NOVEMBER 2018 BAD FAITH CASES: COMMON INTEREST DOCTRINE BARS DISCOVERY OF POST-VERDICT COMMUNICATIONS BETWEEN INSURED’S COUNSEL AND UNDERLYING PLAINTIFF’S COUNSEL IN SUBSEQUENT BAD FAITH ACTION (New Jersey Superior Court Appellate Division) (Unpublished)

The insured doctor sued his medical malpractice carrier in bad faith for not settling a malpractice case within policy limits. The eventual verdict far exceeded policy limits. The doctor’s counsel and patient’s counsel communicated after the excess verdict, and the injured patient intervened in the bad faith action.

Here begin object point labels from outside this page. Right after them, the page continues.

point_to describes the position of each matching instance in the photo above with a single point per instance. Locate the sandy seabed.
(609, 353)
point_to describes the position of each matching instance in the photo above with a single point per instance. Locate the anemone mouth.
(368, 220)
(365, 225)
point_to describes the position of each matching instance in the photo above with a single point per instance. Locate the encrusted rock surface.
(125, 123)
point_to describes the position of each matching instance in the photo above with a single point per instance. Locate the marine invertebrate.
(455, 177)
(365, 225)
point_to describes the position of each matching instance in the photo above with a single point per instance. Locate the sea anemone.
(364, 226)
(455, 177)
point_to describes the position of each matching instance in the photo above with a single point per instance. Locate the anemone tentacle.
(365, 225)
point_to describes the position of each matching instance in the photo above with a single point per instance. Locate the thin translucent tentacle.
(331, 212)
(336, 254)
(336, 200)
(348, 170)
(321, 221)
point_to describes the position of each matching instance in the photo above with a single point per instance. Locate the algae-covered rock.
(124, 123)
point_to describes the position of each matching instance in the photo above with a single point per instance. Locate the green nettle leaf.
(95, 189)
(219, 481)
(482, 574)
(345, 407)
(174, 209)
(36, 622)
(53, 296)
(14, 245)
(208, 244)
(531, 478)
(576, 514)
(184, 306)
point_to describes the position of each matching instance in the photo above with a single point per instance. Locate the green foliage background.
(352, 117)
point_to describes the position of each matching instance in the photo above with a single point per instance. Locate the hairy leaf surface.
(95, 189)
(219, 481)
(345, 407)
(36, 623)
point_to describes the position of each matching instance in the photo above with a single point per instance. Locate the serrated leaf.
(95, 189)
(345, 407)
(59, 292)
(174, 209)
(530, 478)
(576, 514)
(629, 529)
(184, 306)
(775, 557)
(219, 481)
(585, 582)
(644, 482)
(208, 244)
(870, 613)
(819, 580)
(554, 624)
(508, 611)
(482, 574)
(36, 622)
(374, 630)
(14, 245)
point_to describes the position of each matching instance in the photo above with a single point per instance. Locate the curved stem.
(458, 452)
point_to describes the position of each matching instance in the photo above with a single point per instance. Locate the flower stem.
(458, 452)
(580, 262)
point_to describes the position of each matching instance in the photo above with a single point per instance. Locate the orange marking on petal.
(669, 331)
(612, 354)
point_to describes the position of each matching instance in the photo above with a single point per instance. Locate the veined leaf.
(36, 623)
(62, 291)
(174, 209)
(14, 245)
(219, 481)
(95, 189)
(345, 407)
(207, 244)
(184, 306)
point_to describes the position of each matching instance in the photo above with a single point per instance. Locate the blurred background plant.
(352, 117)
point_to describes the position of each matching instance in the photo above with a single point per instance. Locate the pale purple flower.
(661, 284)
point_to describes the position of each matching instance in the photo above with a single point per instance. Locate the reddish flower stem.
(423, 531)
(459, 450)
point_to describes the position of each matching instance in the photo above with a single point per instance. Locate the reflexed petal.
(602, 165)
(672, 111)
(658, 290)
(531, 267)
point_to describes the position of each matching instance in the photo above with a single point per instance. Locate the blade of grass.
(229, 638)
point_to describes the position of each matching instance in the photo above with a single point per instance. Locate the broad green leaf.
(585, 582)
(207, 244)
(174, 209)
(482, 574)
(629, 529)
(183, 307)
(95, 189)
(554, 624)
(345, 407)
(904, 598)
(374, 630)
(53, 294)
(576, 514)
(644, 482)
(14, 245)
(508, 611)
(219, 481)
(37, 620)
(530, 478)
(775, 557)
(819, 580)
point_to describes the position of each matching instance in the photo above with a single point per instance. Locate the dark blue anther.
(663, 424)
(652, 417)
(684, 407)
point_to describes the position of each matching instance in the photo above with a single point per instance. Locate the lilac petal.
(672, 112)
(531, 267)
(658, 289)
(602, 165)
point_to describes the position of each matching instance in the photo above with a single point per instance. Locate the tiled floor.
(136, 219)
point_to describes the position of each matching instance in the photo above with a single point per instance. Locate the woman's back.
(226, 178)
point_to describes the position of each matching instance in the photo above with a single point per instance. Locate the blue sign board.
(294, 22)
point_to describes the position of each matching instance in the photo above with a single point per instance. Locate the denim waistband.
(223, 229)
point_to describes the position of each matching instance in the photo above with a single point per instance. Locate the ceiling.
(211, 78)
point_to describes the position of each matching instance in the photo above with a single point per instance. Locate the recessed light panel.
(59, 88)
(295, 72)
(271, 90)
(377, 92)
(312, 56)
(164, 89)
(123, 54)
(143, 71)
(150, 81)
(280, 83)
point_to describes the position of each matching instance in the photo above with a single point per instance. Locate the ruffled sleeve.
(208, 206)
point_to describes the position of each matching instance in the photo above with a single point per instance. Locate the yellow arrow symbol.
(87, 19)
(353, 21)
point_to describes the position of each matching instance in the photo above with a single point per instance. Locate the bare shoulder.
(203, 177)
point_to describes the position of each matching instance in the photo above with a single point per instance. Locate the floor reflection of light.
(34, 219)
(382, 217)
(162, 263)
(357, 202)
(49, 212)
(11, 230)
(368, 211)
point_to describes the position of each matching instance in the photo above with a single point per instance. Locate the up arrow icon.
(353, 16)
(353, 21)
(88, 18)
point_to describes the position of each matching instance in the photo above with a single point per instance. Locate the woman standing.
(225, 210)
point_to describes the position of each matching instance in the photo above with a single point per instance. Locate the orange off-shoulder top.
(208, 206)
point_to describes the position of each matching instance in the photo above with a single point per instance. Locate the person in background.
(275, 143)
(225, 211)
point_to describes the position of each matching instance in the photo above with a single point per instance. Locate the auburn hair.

The insurer issued a subpoena on the patient’s counsel, seeking any post-verdict communications between them and any documents they exchanged post-verdict. They agreed pre-verdict communications and documents were discoverable.

The trial court ruled there was no common interest privilege and ordered compliance. The appellate court reversed.

The court recognized that communications to third parties are usually outside the attorney client privilege, but courts have fashioned a common sense exception when those third parties share the client’s interest. This “common interest doctrine permits ‘the free flow of information between or among counsel who represent clients with a commonality of purpose,’ and ‘offers all parties to the exchange the real possibility for better representation by making more information available to craft a position and inform decision-making in anticipation of or in the course of litigation.’”

The court laid out the common interest test: “(1) the parties must share a common purpose, though it is not necessary for their interests to be identical: (2) it is ‘not necessary for actual litigation to have [been] commenced’; (3) the common interest may arise during civil proceedings; and (4) there is no requirement for ‘the common interest [to] be legal rather than purely commercial.’”

The common interest doctrine applied here because “[t]he communications were made in the course of anticipated and actual litigation and [the doctor and patient] share the common purpose of seeking an order for [the insurer] to pay the outstanding [excess verdict]. The disclosures were intended to be confidential and were not made to a third party ‘in a way inconsistent with keeping it from an adversary.’”

The court refused the insurer’s effort to pierce the privilege, on the basis the information was needed to defend the bad faith case. It found the relevant issue was pre-verdict settlement discussions, and the parties agreed to produce those communications; however, post-verdict discussions were not relevant to that issue and need not be produced.

Finally, simply brining the bad faith action did not waive the privilege.
Date of Decision: October 26, 2018

Dipaolo v. New Jersey Physicians United Reciprocal Exchange, Superior Court of New Jersey Appellate Division DOCKET NO. A-3097-17T2, 2018 N.J. Super. Unpub. LEXIS 2369 (New Jersey App. Div. Oct. 26, 2018) (Ostrer and Currier, JJ.)